Voltando à Regra Áurea, realmente há uma enorme diferença entre o aforismo negativo e até relutante de Hillel ("Não faça aos outros o que for odioso a você") e a iniciativa positiva contida na instrução de Jesus ("Faça aos outros o que você quer que lhe façam"). Mesmo assim, pode parecer que é um padrão bastante baixo, como "Ame o seu próximo como a si mesmo". Mas, na verdade, é um padrão elevado, porque o amor-próprio é uma força poderosa em nossas vidas. Edersheim chamou este amor ao próximo de "a aproximação mais achegada ao amor absoluto da qual a natureza humana é capaz".413 Mas também é um prin­cípio ético notavelmente flexível. A nossa própria vantagem freqüentemente nos orienta em nossos próprios negócios; pois deve também nos orientar em nosso comportamento para com os outros. Tudo que temos a fazer é usar a nossa imaginação, colocar-nos no lugar da outra pessoa e perguntar: "Como gostaria eu de ser tratado em tal situação?" Como o Rev. Ryle escreveu: "Isto esclarece uma centena de pontos difíceis . . . Evita a necessidade de estabelecer uma infinidade de pequenas regras para a nossa conduta em casos específicos."414 Realmente, é um princípio de aplicação tão ampla, que Jesus poderia dizer: pois esta é a lei e os profetas. Isto é, qualquer pessoa que oriente a sua conduta para com os outros de acordo com o que gostaria que fosse a conduta dos outros para consigo, cumpriu a lei e os profetas, pelo menos na questão do amor,ao próximo.415

Percebemos, no início deste capítulo, que a contracultura cristã não é simplesmente um sistema de valores e um estilo de vida individuais, mas uma questão de comunidade. Envolve relacionamentos. E a comunidade cristã é, em essência, uma família, a família de Deus. Provavelmente os dois elementos mais fortes de nossa consciência cristã sejam a percepção de Deus como nosso Pai e a de nossos companheiros cristãos como irmãos e irmãs em Cristo, sem jamais nos esquecermos da nossa responsabilidade para com aqueles que estão fora da família e que ansiamos que sejam introduzidos nela.

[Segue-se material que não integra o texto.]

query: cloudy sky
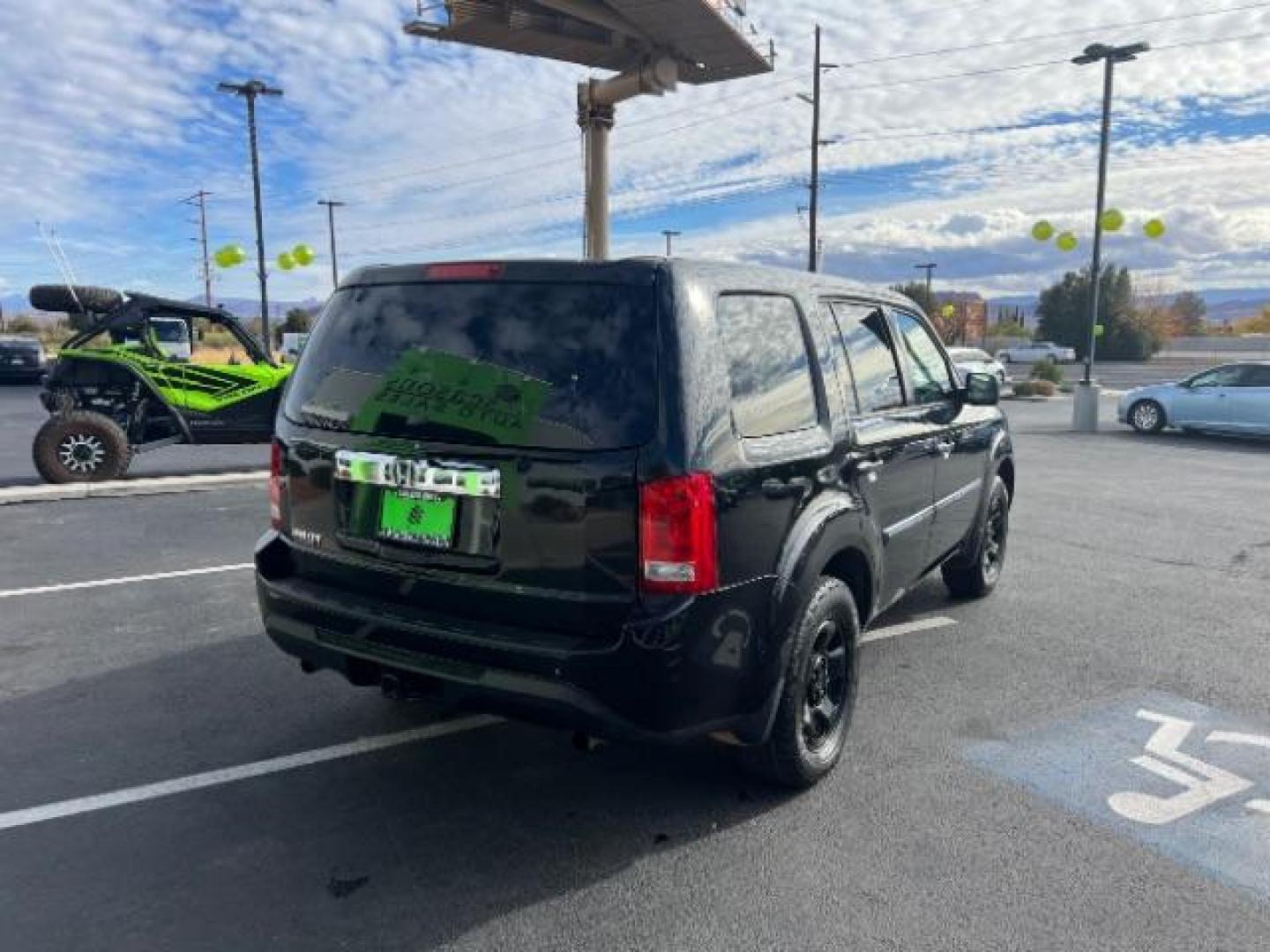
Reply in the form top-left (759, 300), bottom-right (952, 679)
top-left (0, 0), bottom-right (1270, 306)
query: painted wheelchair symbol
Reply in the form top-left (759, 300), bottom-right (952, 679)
top-left (1108, 710), bottom-right (1270, 826)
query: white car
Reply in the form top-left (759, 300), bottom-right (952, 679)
top-left (997, 340), bottom-right (1076, 363)
top-left (949, 346), bottom-right (1010, 386)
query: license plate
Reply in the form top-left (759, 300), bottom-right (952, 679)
top-left (380, 488), bottom-right (459, 548)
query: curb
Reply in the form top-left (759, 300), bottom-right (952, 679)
top-left (0, 470), bottom-right (269, 505)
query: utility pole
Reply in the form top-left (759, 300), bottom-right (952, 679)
top-left (797, 24), bottom-right (838, 274)
top-left (1072, 43), bottom-right (1151, 433)
top-left (318, 198), bottom-right (348, 288)
top-left (185, 190), bottom-right (212, 307)
top-left (913, 264), bottom-right (938, 310)
top-left (216, 80), bottom-right (282, 357)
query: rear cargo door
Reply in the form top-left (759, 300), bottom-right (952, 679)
top-left (285, 271), bottom-right (658, 634)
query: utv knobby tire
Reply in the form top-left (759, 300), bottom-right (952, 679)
top-left (31, 285), bottom-right (123, 314)
top-left (32, 410), bottom-right (132, 482)
top-left (742, 577), bottom-right (860, 790)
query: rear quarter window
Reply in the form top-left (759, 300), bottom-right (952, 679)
top-left (718, 294), bottom-right (819, 438)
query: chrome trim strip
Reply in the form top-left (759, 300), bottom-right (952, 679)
top-left (881, 505), bottom-right (935, 542)
top-left (935, 479), bottom-right (983, 510)
top-left (335, 450), bottom-right (503, 499)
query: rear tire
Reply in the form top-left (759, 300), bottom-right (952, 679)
top-left (940, 476), bottom-right (1010, 598)
top-left (742, 579), bottom-right (860, 790)
top-left (1129, 400), bottom-right (1167, 433)
top-left (32, 410), bottom-right (132, 482)
top-left (29, 285), bottom-right (123, 314)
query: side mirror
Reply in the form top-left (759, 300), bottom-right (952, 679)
top-left (961, 373), bottom-right (1001, 406)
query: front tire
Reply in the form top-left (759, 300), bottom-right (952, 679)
top-left (744, 579), bottom-right (860, 790)
top-left (940, 476), bottom-right (1010, 598)
top-left (1129, 400), bottom-right (1166, 433)
top-left (32, 410), bottom-right (132, 482)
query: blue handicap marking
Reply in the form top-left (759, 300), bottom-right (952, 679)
top-left (965, 693), bottom-right (1270, 900)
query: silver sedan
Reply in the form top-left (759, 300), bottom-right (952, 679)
top-left (949, 346), bottom-right (1010, 387)
top-left (1117, 361), bottom-right (1270, 436)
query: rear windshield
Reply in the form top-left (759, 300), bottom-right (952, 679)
top-left (283, 282), bottom-right (656, 450)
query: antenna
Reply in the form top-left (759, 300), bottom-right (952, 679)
top-left (35, 221), bottom-right (84, 311)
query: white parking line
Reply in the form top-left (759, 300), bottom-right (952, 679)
top-left (860, 615), bottom-right (956, 645)
top-left (0, 715), bottom-right (503, 830)
top-left (0, 562), bottom-right (255, 598)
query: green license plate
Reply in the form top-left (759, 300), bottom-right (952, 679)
top-left (380, 488), bottom-right (459, 548)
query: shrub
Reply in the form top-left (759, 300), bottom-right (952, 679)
top-left (1031, 361), bottom-right (1063, 384)
top-left (1015, 380), bottom-right (1058, 396)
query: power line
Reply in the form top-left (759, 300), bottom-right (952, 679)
top-left (847, 3), bottom-right (1270, 66)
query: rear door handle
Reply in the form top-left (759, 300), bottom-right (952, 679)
top-left (763, 476), bottom-right (813, 499)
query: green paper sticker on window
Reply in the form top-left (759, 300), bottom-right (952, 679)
top-left (352, 349), bottom-right (550, 443)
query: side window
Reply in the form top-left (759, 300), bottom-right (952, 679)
top-left (833, 303), bottom-right (904, 413)
top-left (895, 311), bottom-right (956, 406)
top-left (718, 294), bottom-right (819, 438)
top-left (1192, 367), bottom-right (1244, 390)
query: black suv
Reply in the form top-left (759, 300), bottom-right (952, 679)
top-left (257, 259), bottom-right (1015, 785)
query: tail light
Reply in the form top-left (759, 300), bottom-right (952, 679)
top-left (639, 472), bottom-right (719, 595)
top-left (269, 441), bottom-right (282, 529)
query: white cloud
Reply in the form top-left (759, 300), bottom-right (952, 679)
top-left (0, 0), bottom-right (1270, 297)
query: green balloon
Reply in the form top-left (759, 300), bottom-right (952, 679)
top-left (213, 245), bottom-right (246, 268)
top-left (1033, 221), bottom-right (1054, 242)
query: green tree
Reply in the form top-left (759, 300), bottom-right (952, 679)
top-left (1037, 264), bottom-right (1164, 361)
top-left (1169, 291), bottom-right (1207, 338)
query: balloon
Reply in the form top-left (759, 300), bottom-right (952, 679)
top-left (213, 245), bottom-right (246, 268)
top-left (1033, 221), bottom-right (1054, 242)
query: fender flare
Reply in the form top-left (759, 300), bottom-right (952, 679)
top-left (771, 487), bottom-right (883, 673)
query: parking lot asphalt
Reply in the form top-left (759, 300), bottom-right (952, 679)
top-left (0, 402), bottom-right (1270, 952)
top-left (0, 383), bottom-right (269, 487)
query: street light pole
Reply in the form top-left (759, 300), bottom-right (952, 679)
top-left (216, 80), bottom-right (282, 357)
top-left (318, 199), bottom-right (347, 288)
top-left (913, 264), bottom-right (938, 318)
top-left (1072, 43), bottom-right (1151, 390)
top-left (797, 24), bottom-right (838, 273)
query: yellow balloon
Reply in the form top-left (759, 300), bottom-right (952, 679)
top-left (213, 245), bottom-right (246, 268)
top-left (1033, 221), bottom-right (1054, 242)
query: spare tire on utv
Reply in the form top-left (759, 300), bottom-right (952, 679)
top-left (29, 285), bottom-right (123, 314)
top-left (32, 410), bottom-right (132, 482)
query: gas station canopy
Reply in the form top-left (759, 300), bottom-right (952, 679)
top-left (407, 0), bottom-right (773, 85)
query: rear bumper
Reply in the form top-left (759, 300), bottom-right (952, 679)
top-left (257, 532), bottom-right (782, 744)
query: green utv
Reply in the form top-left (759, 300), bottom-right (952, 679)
top-left (31, 285), bottom-right (292, 482)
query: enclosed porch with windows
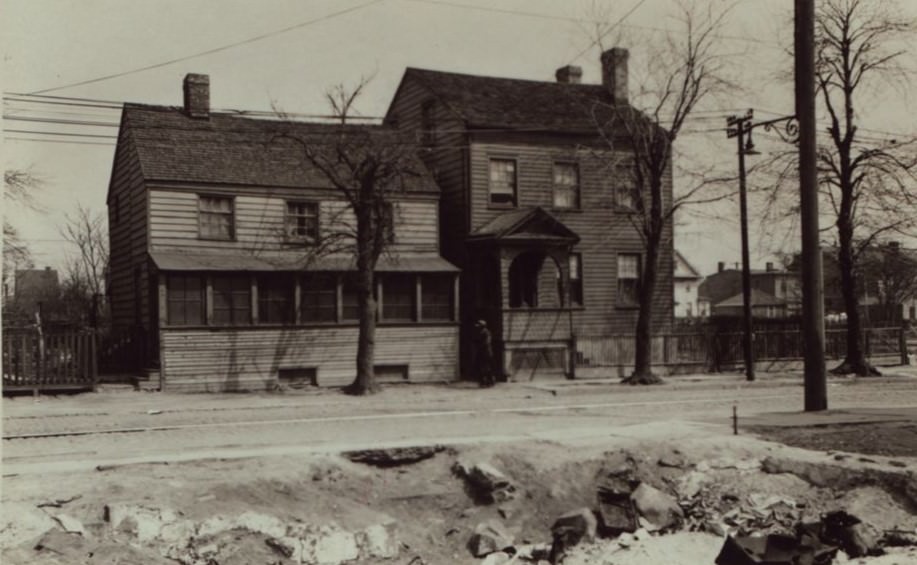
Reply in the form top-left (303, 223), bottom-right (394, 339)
top-left (152, 252), bottom-right (458, 391)
top-left (466, 207), bottom-right (583, 380)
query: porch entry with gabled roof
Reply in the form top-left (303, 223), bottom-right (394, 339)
top-left (466, 207), bottom-right (580, 380)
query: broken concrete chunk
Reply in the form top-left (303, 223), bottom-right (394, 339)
top-left (468, 520), bottom-right (513, 557)
top-left (550, 508), bottom-right (598, 563)
top-left (54, 514), bottom-right (86, 536)
top-left (631, 483), bottom-right (684, 530)
top-left (452, 461), bottom-right (516, 503)
top-left (344, 445), bottom-right (446, 467)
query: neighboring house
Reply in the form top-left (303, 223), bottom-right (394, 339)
top-left (3, 267), bottom-right (61, 325)
top-left (711, 288), bottom-right (788, 318)
top-left (385, 49), bottom-right (673, 377)
top-left (107, 74), bottom-right (459, 391)
top-left (673, 250), bottom-right (710, 318)
top-left (808, 241), bottom-right (917, 324)
top-left (699, 262), bottom-right (802, 318)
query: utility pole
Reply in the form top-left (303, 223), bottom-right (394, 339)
top-left (794, 0), bottom-right (828, 412)
top-left (726, 110), bottom-right (755, 381)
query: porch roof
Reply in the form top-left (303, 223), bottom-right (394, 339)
top-left (468, 206), bottom-right (579, 243)
top-left (150, 251), bottom-right (459, 273)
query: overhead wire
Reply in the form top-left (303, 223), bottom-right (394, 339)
top-left (21, 0), bottom-right (385, 94)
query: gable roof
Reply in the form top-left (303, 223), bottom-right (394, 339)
top-left (469, 206), bottom-right (579, 243)
top-left (386, 67), bottom-right (633, 135)
top-left (713, 288), bottom-right (786, 308)
top-left (119, 103), bottom-right (438, 192)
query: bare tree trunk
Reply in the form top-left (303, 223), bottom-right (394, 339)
top-left (623, 228), bottom-right (663, 384)
top-left (345, 216), bottom-right (381, 396)
top-left (831, 222), bottom-right (880, 377)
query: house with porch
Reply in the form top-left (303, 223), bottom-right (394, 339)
top-left (385, 48), bottom-right (674, 379)
top-left (107, 74), bottom-right (459, 391)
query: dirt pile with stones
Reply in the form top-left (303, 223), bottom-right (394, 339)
top-left (0, 442), bottom-right (917, 565)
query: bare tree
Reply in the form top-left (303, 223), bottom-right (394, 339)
top-left (60, 205), bottom-right (109, 322)
top-left (3, 169), bottom-right (42, 296)
top-left (816, 0), bottom-right (917, 376)
top-left (283, 78), bottom-right (425, 395)
top-left (592, 4), bottom-right (734, 384)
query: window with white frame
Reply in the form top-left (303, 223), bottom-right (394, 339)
top-left (198, 195), bottom-right (235, 239)
top-left (489, 159), bottom-right (516, 207)
top-left (284, 202), bottom-right (318, 244)
top-left (554, 163), bottom-right (579, 208)
top-left (617, 253), bottom-right (640, 306)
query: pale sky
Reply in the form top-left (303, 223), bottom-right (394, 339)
top-left (0, 0), bottom-right (917, 274)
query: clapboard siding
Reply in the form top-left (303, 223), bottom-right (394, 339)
top-left (108, 117), bottom-right (150, 331)
top-left (161, 325), bottom-right (458, 392)
top-left (470, 139), bottom-right (672, 335)
top-left (150, 188), bottom-right (439, 252)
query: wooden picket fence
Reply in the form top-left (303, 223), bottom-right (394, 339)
top-left (575, 327), bottom-right (907, 371)
top-left (3, 328), bottom-right (98, 393)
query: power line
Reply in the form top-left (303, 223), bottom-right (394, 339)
top-left (23, 0), bottom-right (385, 94)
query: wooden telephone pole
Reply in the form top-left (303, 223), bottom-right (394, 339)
top-left (794, 0), bottom-right (828, 412)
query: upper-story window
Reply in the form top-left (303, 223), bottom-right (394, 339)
top-left (198, 195), bottom-right (235, 239)
top-left (618, 253), bottom-right (640, 306)
top-left (284, 202), bottom-right (318, 245)
top-left (490, 159), bottom-right (516, 206)
top-left (420, 100), bottom-right (436, 145)
top-left (554, 163), bottom-right (579, 208)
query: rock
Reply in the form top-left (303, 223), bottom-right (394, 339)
top-left (344, 445), bottom-right (446, 468)
top-left (675, 471), bottom-right (707, 500)
top-left (233, 511), bottom-right (287, 538)
top-left (656, 449), bottom-right (688, 469)
top-left (0, 500), bottom-right (57, 548)
top-left (481, 551), bottom-right (513, 565)
top-left (357, 522), bottom-right (398, 559)
top-left (550, 508), bottom-right (598, 563)
top-left (301, 525), bottom-right (360, 565)
top-left (452, 461), bottom-right (516, 502)
top-left (54, 514), bottom-right (86, 536)
top-left (615, 533), bottom-right (635, 547)
top-left (596, 467), bottom-right (637, 536)
top-left (468, 520), bottom-right (513, 557)
top-left (631, 483), bottom-right (684, 530)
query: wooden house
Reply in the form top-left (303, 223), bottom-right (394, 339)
top-left (385, 49), bottom-right (673, 378)
top-left (107, 74), bottom-right (459, 391)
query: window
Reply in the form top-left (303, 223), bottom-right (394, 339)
top-left (490, 159), bottom-right (516, 206)
top-left (420, 274), bottom-right (454, 321)
top-left (613, 165), bottom-right (639, 211)
top-left (213, 275), bottom-right (252, 326)
top-left (299, 273), bottom-right (337, 324)
top-left (284, 202), bottom-right (318, 245)
top-left (569, 253), bottom-right (583, 306)
top-left (618, 253), bottom-right (640, 306)
top-left (554, 163), bottom-right (579, 208)
top-left (258, 275), bottom-right (293, 324)
top-left (420, 100), bottom-right (436, 145)
top-left (166, 275), bottom-right (205, 326)
top-left (198, 196), bottom-right (235, 239)
top-left (382, 273), bottom-right (417, 321)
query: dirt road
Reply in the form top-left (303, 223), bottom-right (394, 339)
top-left (3, 378), bottom-right (917, 475)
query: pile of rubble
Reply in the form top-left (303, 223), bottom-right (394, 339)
top-left (453, 452), bottom-right (917, 565)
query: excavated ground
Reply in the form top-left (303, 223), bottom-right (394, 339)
top-left (0, 426), bottom-right (917, 565)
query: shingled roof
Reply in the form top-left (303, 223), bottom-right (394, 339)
top-left (388, 67), bottom-right (633, 133)
top-left (122, 104), bottom-right (438, 192)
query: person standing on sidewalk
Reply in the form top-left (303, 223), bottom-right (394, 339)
top-left (473, 320), bottom-right (494, 387)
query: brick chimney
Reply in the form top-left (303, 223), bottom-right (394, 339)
top-left (554, 65), bottom-right (583, 84)
top-left (602, 47), bottom-right (630, 104)
top-left (183, 73), bottom-right (210, 120)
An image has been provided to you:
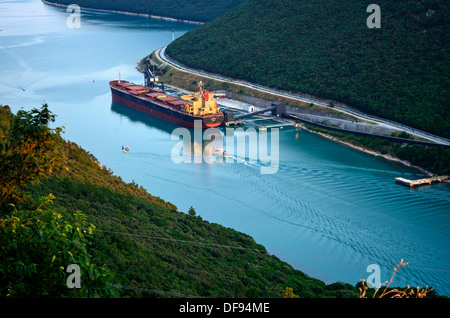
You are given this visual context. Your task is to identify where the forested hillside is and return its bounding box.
[166,0,450,137]
[43,0,246,22]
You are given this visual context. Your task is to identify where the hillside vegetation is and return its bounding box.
[0,105,364,298]
[166,0,450,137]
[44,0,245,22]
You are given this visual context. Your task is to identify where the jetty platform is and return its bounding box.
[395,176,449,187]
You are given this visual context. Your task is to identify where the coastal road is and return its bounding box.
[156,47,450,146]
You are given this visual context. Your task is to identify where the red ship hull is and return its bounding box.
[110,81,223,129]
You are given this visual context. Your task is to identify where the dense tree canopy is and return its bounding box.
[166,0,450,137]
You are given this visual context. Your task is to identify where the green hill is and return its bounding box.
[0,107,359,298]
[166,0,450,137]
[43,0,246,22]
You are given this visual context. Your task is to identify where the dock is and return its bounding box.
[395,176,449,187]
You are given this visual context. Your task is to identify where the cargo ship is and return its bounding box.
[109,80,223,129]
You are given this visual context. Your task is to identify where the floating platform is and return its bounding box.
[395,176,449,187]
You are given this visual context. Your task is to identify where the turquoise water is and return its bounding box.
[0,0,450,295]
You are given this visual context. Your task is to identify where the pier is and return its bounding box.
[395,176,449,187]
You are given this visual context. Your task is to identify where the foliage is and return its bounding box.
[44,0,246,22]
[0,195,115,298]
[359,259,433,298]
[0,104,62,210]
[283,287,298,298]
[166,0,450,137]
[0,104,114,297]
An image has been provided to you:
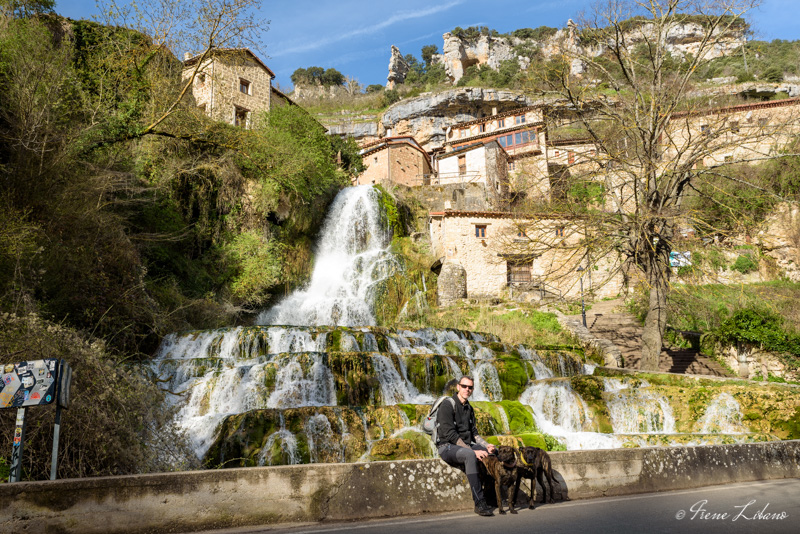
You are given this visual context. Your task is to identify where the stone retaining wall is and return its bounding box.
[0,441,800,534]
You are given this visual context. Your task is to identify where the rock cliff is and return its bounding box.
[416,20,744,83]
[378,87,535,150]
[386,45,408,89]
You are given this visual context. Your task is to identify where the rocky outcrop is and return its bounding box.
[433,33,530,83]
[379,87,535,150]
[386,45,408,89]
[416,19,744,83]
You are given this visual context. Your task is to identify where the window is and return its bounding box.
[233,106,250,128]
[506,261,533,285]
[239,78,252,95]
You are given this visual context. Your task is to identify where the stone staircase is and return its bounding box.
[570,299,732,376]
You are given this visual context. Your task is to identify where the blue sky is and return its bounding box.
[56,0,800,89]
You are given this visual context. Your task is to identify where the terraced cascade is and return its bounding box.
[151,186,800,467]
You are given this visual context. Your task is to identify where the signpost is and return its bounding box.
[0,359,72,482]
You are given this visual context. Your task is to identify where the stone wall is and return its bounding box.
[0,441,800,534]
[355,143,431,187]
[405,183,491,215]
[430,212,623,298]
[183,53,272,124]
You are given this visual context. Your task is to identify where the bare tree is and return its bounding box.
[506,0,797,370]
[99,0,269,136]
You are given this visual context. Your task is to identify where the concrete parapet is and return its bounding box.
[0,441,800,534]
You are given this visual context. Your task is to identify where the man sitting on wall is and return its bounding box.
[436,376,495,516]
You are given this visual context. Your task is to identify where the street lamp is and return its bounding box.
[578,266,588,328]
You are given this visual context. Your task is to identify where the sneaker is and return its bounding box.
[475,499,494,517]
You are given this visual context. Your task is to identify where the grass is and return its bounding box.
[629,280,800,332]
[400,304,580,349]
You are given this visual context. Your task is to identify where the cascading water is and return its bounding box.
[697,393,745,434]
[152,187,776,466]
[256,186,398,326]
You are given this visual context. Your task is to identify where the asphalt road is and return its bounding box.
[188,479,800,534]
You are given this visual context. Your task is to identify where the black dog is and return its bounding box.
[515,447,556,509]
[483,446,519,514]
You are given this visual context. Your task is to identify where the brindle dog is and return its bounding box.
[483,446,519,514]
[514,447,556,510]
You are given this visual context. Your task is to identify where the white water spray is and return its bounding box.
[256,186,398,326]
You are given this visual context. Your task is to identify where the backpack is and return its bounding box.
[422,395,456,445]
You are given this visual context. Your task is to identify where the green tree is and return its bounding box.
[512,0,781,370]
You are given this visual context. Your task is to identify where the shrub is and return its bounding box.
[0,314,197,480]
[731,254,758,274]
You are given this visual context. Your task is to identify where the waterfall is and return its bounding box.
[258,414,300,465]
[606,388,675,434]
[697,393,745,434]
[267,353,336,408]
[303,413,344,463]
[519,380,622,450]
[372,353,433,405]
[256,186,398,326]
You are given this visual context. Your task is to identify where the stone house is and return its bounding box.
[182,48,276,128]
[431,139,508,197]
[664,98,800,167]
[429,214,623,304]
[353,136,432,187]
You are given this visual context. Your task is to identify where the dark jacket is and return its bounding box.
[436,394,478,447]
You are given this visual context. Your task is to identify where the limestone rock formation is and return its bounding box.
[754,203,800,282]
[379,87,535,150]
[416,19,744,83]
[386,45,408,89]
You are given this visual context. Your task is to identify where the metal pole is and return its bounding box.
[8,407,26,482]
[572,274,587,328]
[50,404,61,480]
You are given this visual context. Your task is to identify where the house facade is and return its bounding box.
[353,136,432,187]
[663,98,800,167]
[182,48,276,128]
[444,105,544,156]
[429,211,623,304]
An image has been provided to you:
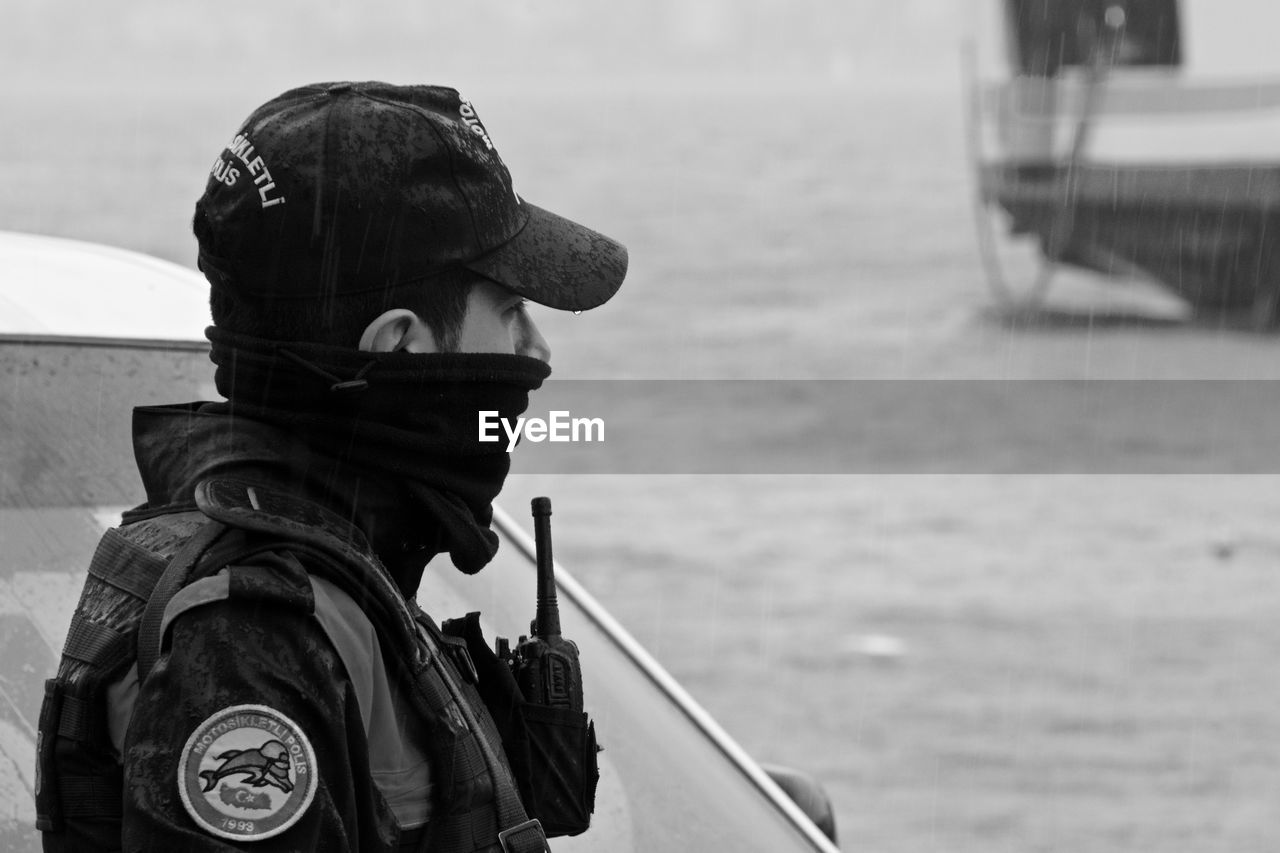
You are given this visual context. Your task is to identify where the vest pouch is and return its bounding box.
[440,612,600,838]
[36,679,124,853]
[504,702,600,838]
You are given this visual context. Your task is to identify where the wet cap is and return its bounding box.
[195,82,627,311]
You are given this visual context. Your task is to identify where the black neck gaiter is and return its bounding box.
[207,327,550,574]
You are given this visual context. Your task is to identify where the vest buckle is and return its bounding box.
[498,817,552,853]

Portanto, em Mateus 7:1-12, Jesus apresentou-nos os relaciona­mentos básicos. No centro está nosso Pai celeste, Deus, do qual nos aproximamos, de quem dependemos e que nunca dá a seus fi­lhos outra coisa que não sejam boas dádivas. Logo a seguir, vêm os nossos companheiros de crença. E a anomalia de um espírito de condenação (que julga) e de um espírito hipócrita (que vê o cisco apesar da trave), é que é incompatível com a fraternidade cristã. Se nossos companheiros cristãos são verdadeiramente nos­sos irmãos e irmãs no Senhor, é inconcebível que não sejamos in­teressados e construtivos em nossa atitude para com eles.

Quanto àqueles que estão fora da família, há o caso extremo dos "cães" e "porcos", mas não são típicos. Há um grupo excep­cional de pessoas obstinadas que se comportam como "cães" e "porcos", poderíamos dizer, em sua rejeição decisiva de Jesus Cristo. Relutantemente temos de abandoná-las. Mas, se o versí­culo 6 é uma exceção, o versículo 12 é uma regra, a Regra Áurea. Ela transforma as nossas atitudes. Se nos colocarmos sensitiva­mente no lugar de outra pessoa, desejando-lhe o que gostaríamos para nós mesmos, jamais seremos maus, porém sempre gene­rosos; jamais rudes, mas sempre compreensivos; jamais cruéis, mas sempre bondosos.